Les sentiments pour l’indépendance de la Corse jouent-ils aussi un rôle dans les émeutes ?
« Il semble que la lutte pour l’indépendance ne l’emporte pas dans le mouvement de contestation. La plupart des manifestants veulent montrer leur solidarité avec Colonna et sa famille. En même temps, il y a une insatisfaction latente qui éclate de temps en temps. On a le sentiment que la Corse est traitée avec un certain mépris par le gouvernement français. En ce sens, l’affaire Colonna est la mèche dans le baril de poudre. Les Corses veulent tous plus d’autonomie.
« Depuis plusieurs années maintenant, le gouvernement de l’île est aux mains des autonomistes. On espérait qu’ils représenteraient mieux les intérêts corses, mais cela n’a pas beaucoup changé, disent-ils. Certains Corses ont le sentiment que les ressortissants de la métropole qui s’installent en Corse « s’emparent » de leur île, mettant l’identité corse sous pression.
Pendant ce temps, le gouvernement ouvre la voie au transfert de certains prisonniers corses vers l’île. Selon le journal Le Monde crée ça le « précédent dangereux » que la violence paie† Comment voyez-vous cela?
« Je trouve cela difficile à dire. Certaines des personnes à qui j’ai posé la question disent que déplacer les prisonniers peut apaiser les troubles. D’autres disent que le gouvernement est déjà trop tard. Mercredi et jeudi, le ministre de l’Intérieur Gérald Darmanin se rendra sur l’île. La seule chose qu’il puisse faire pour calmer les choses, c’est de libérer ces prisonniers, disent certains.
« Il faut aussi se poser la question : d’où vient cette violence ? j’ai dû penser aux émeutes du couvre-feu aux Pays-Bas.

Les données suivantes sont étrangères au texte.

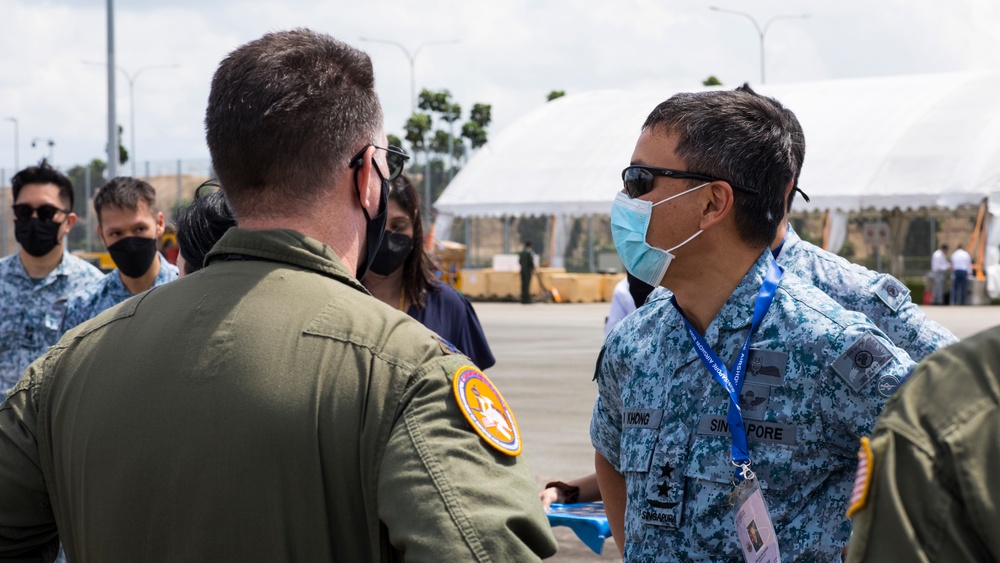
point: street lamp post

Le Premier ministre Mark Rutte a alors déclaré qu’il n’avait pas besoin d’une enquête sociologique sur les motivations des émeutiers. Je pense qu’il faut vouloir comprendre cela, même lorsque les gens utilisent la violence. D’autant que cette contestation en Corse est dessinée par des écoliers et des étudiants.

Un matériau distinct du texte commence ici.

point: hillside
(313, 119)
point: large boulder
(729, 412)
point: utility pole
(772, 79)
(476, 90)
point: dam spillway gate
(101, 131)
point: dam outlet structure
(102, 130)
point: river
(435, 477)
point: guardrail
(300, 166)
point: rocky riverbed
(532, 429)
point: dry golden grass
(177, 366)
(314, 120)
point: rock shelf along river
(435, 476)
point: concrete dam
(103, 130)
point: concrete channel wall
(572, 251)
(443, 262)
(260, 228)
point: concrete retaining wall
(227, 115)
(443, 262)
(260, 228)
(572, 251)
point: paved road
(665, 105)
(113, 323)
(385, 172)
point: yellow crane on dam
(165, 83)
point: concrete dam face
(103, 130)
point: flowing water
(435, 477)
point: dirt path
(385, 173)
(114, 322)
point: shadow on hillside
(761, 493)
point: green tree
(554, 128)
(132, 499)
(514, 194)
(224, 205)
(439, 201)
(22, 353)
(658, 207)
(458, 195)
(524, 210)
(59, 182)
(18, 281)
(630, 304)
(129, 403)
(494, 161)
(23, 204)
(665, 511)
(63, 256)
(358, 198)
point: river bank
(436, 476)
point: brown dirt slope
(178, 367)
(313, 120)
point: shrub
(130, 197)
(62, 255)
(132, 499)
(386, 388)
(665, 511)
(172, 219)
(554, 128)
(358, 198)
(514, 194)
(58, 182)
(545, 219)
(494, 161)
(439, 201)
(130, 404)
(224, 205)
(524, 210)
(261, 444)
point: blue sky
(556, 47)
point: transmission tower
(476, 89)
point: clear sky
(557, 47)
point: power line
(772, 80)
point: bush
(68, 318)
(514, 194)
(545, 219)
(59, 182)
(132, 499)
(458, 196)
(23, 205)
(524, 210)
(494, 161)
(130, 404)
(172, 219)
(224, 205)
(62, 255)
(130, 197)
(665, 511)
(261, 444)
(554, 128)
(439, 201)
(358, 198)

Les troubles en Corse affecteront-ils encore les élections présidentielles du mois prochain ?
« Je ne pense pas. Le président Emmanuel Macron est assis très fermement en ce moment. Il est constamment en tête des sondages, d’autant plus depuis la guerre en Ukraine. Le sentiment que les résultats des élections sont déjà décidés est largement partagé, ici aussi en Corse. Le soutien à Marine Le Pen, qui semble être l’adversaire de Macron, est ici assez large. Mais en Corse (plus de 300 000 habitantsndlr) ils disent aussi eux-mêmes : nous sommes trop peu nombreux pour influencer le résultat.

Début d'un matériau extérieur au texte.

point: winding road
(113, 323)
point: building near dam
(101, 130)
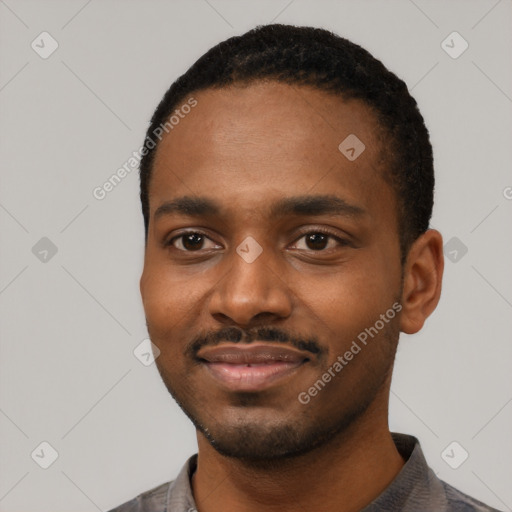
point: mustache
(237, 335)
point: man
(287, 187)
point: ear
(423, 275)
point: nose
(250, 289)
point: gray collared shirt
(415, 489)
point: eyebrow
(296, 205)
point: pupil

« Pourtant, la Corse pourrait devenir un énorme dossier d’inquiétude pour Macron. Cela m’a rappelé le mouvement des gilets jaunes, qui a signé sa présidence. Il s’agissait également d’un sentiment d’injustice et de ne pas être vu par l’État. En Corse, la contestation est beaucoup plus restreinte, mais reste à voir comment elle va évoluer.